Cinque mesi dopo siamo punto e a capo. Lazio-Torino come Juve-Napoli: un focolaio diffuso in una squadra (con tanto di variante inglese), l’intervento dell’Asl, la partita che non si può disputare, i club che litigano. Una dinamica quasi normale, se consideriamo la situazione epidemiologica, il calendario intasato e gli interessi in ballo. Assurdo invece tutto ciò che è successo, o meglio non è successo, in questi cinque mesi: da ottobre a marzo il calcio italiano non ha fatto assolutamente nulla per risolvere la questione. Ha solo nascosto la polvere sotto al tappeto, facendo finta che niente fosse cambiato, sperando che il problema non si ripresentasse più (cosa che invece puntualmente è successa, ma non ci voleva un virologo né un veggente per prevederlo). Si è fatto trovare di nuovo impreparato, ancora più colpevole di prima.

In questo caso, il Torino di Urbano Cairo, che ha un contagio importante in corso e ha già visto rinviata la partita col Sassuolo, a rigor di norma avrebbe dovuto o giocare con gli effettivi rimasti o perdere a tavolino. Peccato che la Asl avesse messo in quarantena i granata da tempo, impedendo oggettivamente la trasferta. E che intanto sia intervenuta la sentenza del Collegio di garanzia del Coni, che ha già dato ragione al Napoli e ordinato la ripetizione della gara con la Juve, sancendo il principio che le disposizioni sanitarie vengono prima di quelle calcistiche.

In teoria la Lega calcio aveva ragione ad opporsi al rinvio: è l’unica maniera per salvare il campionato e anche per garantire equità di trattamento, considerando che altre squadre coinvolte nella lotta per la retrocessione, dal Genoa al Cagliari al Parma, sono già state costrette a giocare in condizioni precarie perché nessuna Asl è intervenuta a salvarle. Nulla da dire sulla Lazio, che ha solo preteso l’applicazione del protocollo. Il punto però è che oggi quel protocollo è cartastraccia, cancellato dal precedente di Juve-Napoli e dalla sentenza Coni, ed è da stupidi far finta che non sia così.

L’errore probabilmente è a monte, aver inserito la postilla sugli “eventuali provvedimenti delle Autorità statali o locali”, che già all’epoca fece infuriare Lotito e altri patron, e che è stato poi il grimaldello con cui i giudici hanno scardinato il protocollo. Ancor più grave è stato non intervenire dopo: post Juve-Napoli i vertici della Lega calcio avrebbero dovuto far sedere tutti i presidenti al tavolo, sottoscrivere un accordo per cui chi non può giocare (ed è normale che la Asl abbia l’ultima parola su questo) semplicemente perda a tavolino, per il bene del campionato. Non è stato fatto e oggi i nodi vengono al pettine, con Lazio-Torino e poi chissà quante altre partite, col rischio concreto di sforare la data del 23 maggio, termine ultimo entro cui si deve chiudere la stagione (poi ci sono gli Europei).
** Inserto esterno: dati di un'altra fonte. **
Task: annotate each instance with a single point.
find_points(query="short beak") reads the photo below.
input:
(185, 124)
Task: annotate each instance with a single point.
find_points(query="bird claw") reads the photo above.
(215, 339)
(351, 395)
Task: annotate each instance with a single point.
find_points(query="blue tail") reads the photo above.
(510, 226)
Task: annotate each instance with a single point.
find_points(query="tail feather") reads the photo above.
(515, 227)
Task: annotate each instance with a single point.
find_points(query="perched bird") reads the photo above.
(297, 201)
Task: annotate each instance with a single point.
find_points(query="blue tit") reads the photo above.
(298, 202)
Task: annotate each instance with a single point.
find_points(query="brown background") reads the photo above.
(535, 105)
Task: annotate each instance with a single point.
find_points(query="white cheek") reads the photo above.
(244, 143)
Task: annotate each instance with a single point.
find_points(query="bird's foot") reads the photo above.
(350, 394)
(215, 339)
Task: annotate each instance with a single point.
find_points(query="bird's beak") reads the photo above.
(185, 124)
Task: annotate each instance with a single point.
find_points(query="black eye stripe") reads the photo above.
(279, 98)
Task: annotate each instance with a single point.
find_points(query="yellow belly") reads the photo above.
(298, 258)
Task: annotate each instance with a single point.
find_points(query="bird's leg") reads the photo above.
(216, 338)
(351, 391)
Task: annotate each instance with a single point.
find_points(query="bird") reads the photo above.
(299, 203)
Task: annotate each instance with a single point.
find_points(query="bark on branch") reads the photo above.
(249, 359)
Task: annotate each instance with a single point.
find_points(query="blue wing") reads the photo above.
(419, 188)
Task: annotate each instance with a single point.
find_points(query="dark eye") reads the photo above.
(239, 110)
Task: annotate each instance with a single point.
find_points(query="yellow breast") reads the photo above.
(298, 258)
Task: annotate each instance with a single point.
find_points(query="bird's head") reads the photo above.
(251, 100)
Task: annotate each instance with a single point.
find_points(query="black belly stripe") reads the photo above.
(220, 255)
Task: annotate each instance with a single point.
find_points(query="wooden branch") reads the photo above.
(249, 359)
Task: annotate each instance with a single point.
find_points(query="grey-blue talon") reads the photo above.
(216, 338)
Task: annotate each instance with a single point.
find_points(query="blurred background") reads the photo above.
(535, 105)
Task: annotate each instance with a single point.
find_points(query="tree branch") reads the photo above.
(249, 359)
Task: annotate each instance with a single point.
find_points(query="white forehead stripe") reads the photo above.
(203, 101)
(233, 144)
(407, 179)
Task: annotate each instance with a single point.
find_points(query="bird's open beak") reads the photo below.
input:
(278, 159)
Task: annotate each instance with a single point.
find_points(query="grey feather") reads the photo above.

Il mancato rinvio, per quanto giusto in linea di principio, a questo punto è solo inutile e controproducente. Inutile, perché tanto col precedente stabilito già si sa come finiranno gli eventuali ricorsi (cioè con la ripetizione della gara). Controproducente, perché prendendo atto subito della situazione sarebbe stato più facile riprogrammare il match, mentre ora c’è il rischio di dover aspettare tre gradi di giudizio (e almeno due mesi). Forse non andrà così, il giudice sportivo dato il precedente e la tempestività della comunicazione dell’Asl, potrebbe non dare il 3-0 e portare subito la Lega al rinvio (ammesso che non sia Lotito a quel punto a fare ricorso), risolvendo almeno questo problema. Resterà comunque un forte punto interrogativo sul finale di stagione. E il danno d’immagine, per un campionato che pretende centinaia di milioni dai diritti tv e poi si fa due volte lo stesso autogol in mondovisione.